Comunque, non avendo l'uomo alcun diritto alla pensione di vecchiaia dal 55 al 60 anno di età, il legislatore era libero di fissare per la donna l'importo che riteneva più razionale, senza alcun riferimento ad un analogo diritto non ancora sorto per l'uomo. E, per di più, al diritto della donna ad un pensionamento anticipato di cinque anni, corrisponde una obbiettiva diversa situazione, che rende pienamente legittimo al minore importo della pensione.

3. - Valutati in tal modo i rapporti fra i diritti della donna lavoratrice e quelli del lavoratore, rispetto alla pensione di vecchiaia, che é l'evento di maggiore rilievo nella assicurazione generale obbligatoria, siccome quello che normalmente si verifica più spesso e maggiormente incide nell'equilibrio fra disponibilità di mezzi economici e bisogni da soddisfare, la Corte ritiene di pervenire alle medesime conclusioni anche per quanto riguarda le pensioni di anzianità e di invalidità.

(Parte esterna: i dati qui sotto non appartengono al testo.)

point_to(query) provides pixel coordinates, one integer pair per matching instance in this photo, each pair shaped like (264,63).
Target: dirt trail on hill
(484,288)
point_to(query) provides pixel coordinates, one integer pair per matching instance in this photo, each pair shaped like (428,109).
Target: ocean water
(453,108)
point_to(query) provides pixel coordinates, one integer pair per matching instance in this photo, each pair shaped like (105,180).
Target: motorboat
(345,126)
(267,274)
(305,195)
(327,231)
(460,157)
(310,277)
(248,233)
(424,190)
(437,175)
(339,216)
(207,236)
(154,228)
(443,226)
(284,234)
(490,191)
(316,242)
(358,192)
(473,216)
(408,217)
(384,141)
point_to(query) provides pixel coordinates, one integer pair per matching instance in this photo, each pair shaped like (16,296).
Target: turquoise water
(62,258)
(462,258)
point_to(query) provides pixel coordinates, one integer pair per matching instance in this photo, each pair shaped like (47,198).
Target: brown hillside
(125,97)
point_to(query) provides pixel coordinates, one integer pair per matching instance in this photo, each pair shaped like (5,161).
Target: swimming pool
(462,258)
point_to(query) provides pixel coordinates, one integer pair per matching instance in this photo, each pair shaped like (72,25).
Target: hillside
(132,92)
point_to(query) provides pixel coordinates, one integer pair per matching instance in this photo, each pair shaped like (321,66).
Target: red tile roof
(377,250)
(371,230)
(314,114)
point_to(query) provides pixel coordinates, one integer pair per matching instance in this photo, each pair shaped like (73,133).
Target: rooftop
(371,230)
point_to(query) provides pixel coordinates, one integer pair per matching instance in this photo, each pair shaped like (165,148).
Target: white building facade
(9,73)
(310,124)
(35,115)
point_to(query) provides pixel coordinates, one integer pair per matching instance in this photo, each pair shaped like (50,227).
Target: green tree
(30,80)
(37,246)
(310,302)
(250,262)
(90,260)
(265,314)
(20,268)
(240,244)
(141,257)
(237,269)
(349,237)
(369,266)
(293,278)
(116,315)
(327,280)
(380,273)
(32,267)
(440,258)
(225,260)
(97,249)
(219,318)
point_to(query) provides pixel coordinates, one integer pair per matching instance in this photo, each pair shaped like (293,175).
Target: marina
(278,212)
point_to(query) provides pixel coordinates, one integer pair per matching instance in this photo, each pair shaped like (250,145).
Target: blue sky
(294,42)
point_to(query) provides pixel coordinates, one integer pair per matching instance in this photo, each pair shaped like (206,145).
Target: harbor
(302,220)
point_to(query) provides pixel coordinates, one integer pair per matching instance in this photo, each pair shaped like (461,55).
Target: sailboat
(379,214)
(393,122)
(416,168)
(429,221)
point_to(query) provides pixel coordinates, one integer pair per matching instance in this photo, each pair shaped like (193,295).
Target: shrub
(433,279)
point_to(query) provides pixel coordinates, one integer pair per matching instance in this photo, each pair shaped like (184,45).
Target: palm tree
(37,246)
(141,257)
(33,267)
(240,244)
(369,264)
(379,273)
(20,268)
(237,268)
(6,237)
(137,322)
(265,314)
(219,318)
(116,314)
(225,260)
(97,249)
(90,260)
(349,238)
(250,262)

Ed invero, la posizione dell'uomo e della donna nella assicurazione obbligatoria generale non va valutata in funzione di ogni singola prestazione, ma va considerata globalmente per tutti gli eventi protetti: come esattamente osserva l'I.N.P.S., il rapporto assicurativo della previdenza sociale ha la caratteristica fondamentale della unitarietà, in quanto la tutela si realizza attraverso una unica assicurazione obbligatoria generale ed una uniforme disciplina rispetto alle obbligazioni contributive.

 

PER QUESTI MOTIVI

LA CORTE COSTITUZIONALE

 

dichiara non fondata la questione di legittimità costituzionale dell'art. 12 del R.D.L. 14 aprile 1939, n. 636, convertito in legge 6 luglio 1939, n. 1272, così come modificato dall'art. 2 della legge 4 aprile 1952, n. 218 (determinazione dell'ammontare della pensione annua nell'assicurazione obbligatoria per l'invalidità e vecchiaia) proposta in riferimento agli artt. 3 e 37, primo comma, della Costituzione, con ordinanza del tribunale di Arezzo del 21 marzo 1968.

 

Così deciso in Roma, nella sede della Corte costituzionale, Palazzo della Consulta, il 1 luglio 1969.

Giuseppe BRANCA  -  Michele FRAGALI  -  Giuseppe CHIARELLI  -  Giuseppe VERZÌ  -  Giovanni BATTISTA BENEDETTI  -  Francesco PAOLO BONIFACIO  -  Luigi OGGIONI  -  Angelo DE MARCO  -  Ercole ROCCHETTI  -  Enzo CAPALOZZA  -  Vincenzo MICHELE TRIMARCHI  -  Vezio CRISAFULLI  -  Nicola REALE  -  Paolo ROSSI

 

 

Depositata in cancelleria il 15 luglio 1969.